The fourth point was where your tests broke because strings are Comparable and that’s an FI – so my suggestion was for the caster to only allow functions to be cast and treat non-functions as an error.

Your last post seemed to suggest a fifth case which… did I miss that?

I think it is worth looking at how Kotlin does this too:

That works well in a language with static types – Kotlin is requiring you to specify the interface type as a “hint” for converting the lambda into a instance of a class that implements the SAM.

If you don’t have static types, you either need new syntax added to support that, or you need to be able to do it implicitly, based on the target of the usage (which is what Clojure does and what we’re talking about BoxLang doing).

Yep, and those all make sense to me.

Yep, there is 100% a 5th case I’ve been discussing for the past 4 message of mine :slight_smile: I thought I had described it well, provided examples, linked to the JIRA ticket for, etc but I guess we’re talking about too many things at once here.

This is not the same as taking first class functions of BoxLang and passing them into Java-land so they can be used by the JDK or 3rd party Java libs as a FI/SAM This is the opposite where BoxLang can take an existing instance of a Java FI/SAM and use it as a first class BoxLang Function.
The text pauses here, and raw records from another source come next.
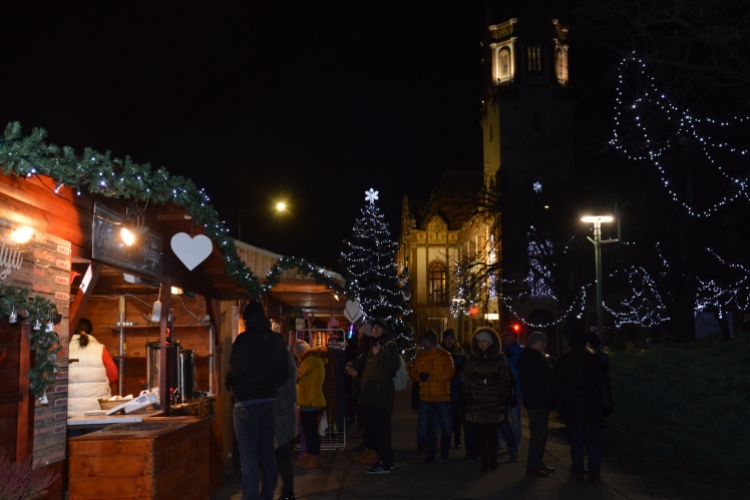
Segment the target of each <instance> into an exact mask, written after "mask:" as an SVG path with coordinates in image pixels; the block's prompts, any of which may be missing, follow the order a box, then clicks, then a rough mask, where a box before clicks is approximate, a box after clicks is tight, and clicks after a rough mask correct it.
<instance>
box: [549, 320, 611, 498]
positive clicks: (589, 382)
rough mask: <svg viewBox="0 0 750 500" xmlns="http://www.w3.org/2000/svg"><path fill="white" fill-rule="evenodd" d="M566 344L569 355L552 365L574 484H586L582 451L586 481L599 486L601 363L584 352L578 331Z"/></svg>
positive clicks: (601, 453)
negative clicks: (584, 473)
mask: <svg viewBox="0 0 750 500" xmlns="http://www.w3.org/2000/svg"><path fill="white" fill-rule="evenodd" d="M568 342H569V344H570V352H569V353H567V354H565V355H564V356H563V357H561V358H560V359H558V360H557V363H555V369H554V372H553V373H554V377H553V380H554V394H555V396H556V399H557V401H558V404H559V407H558V410H559V413H560V422H562V423H564V424H565V426H566V428H567V431H568V438H569V439H570V456H571V459H572V461H573V472H575V474H576V480H577V481H578V483H579V484H584V483H585V476H584V468H583V462H584V460H583V458H584V447H585V449H586V451H588V456H589V472H590V474H591V475H590V477H589V480H590V481H591V482H593V483H598V482H599V480H600V473H601V461H602V440H601V427H602V423H603V422H604V401H603V398H602V374H601V362H600V360H599V358H598V357H597V356H596V355H595V354H591V353H589V352H587V351H586V337H585V335H584V333H583V332H582V331H581V330H580V329H575V330H572V331H571V332H570V333H569V334H568Z"/></svg>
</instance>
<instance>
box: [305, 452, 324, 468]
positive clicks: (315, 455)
mask: <svg viewBox="0 0 750 500" xmlns="http://www.w3.org/2000/svg"><path fill="white" fill-rule="evenodd" d="M301 467H302V468H303V469H305V470H310V469H320V468H321V467H322V465H320V456H318V455H310V458H309V459H308V460H307V462H305V463H304V464H302V465H301Z"/></svg>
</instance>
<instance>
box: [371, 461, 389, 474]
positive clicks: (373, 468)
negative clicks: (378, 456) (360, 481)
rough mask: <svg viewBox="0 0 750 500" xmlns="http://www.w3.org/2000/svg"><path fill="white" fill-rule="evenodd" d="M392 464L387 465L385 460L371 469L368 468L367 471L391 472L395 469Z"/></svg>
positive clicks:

So you see, the other way around!

Here is one of the examples again from above to demonstrate a use case for this:

import java.util.Collections;
// ArraySort auto-casts the FI/SAM to a first-class BoxLang function
[ 1, 7, 3, 99, 0 ].sort( Collections.reverseOrder()  )

So, if we look at the Collections class, see the reverseOrder() method returns a pre-built Comparator instance, which is a FI/SAM interface.

Now, I COULD have done this additional boilerplate

import java.util.Collections;
myJavaComparator = Collections.reverseOrder()
[ 1, 7, 3, 99, 0 ].sort( (a,b) => a, b ) )

but as you can see in my first example, auto-casting the Comparator SAM to a first-class BoxLang function allows me to use this java comparator just directly with the BoxLang higher order functions.

Another potentially-valid use case I haven’t taken the time to whip up would be passing a Java Lambda to a BoxLang method invocation requiring a function via JSR-223.

Got it! Now that makes sense. Hadn’t thought of that before but it would be quite nice too!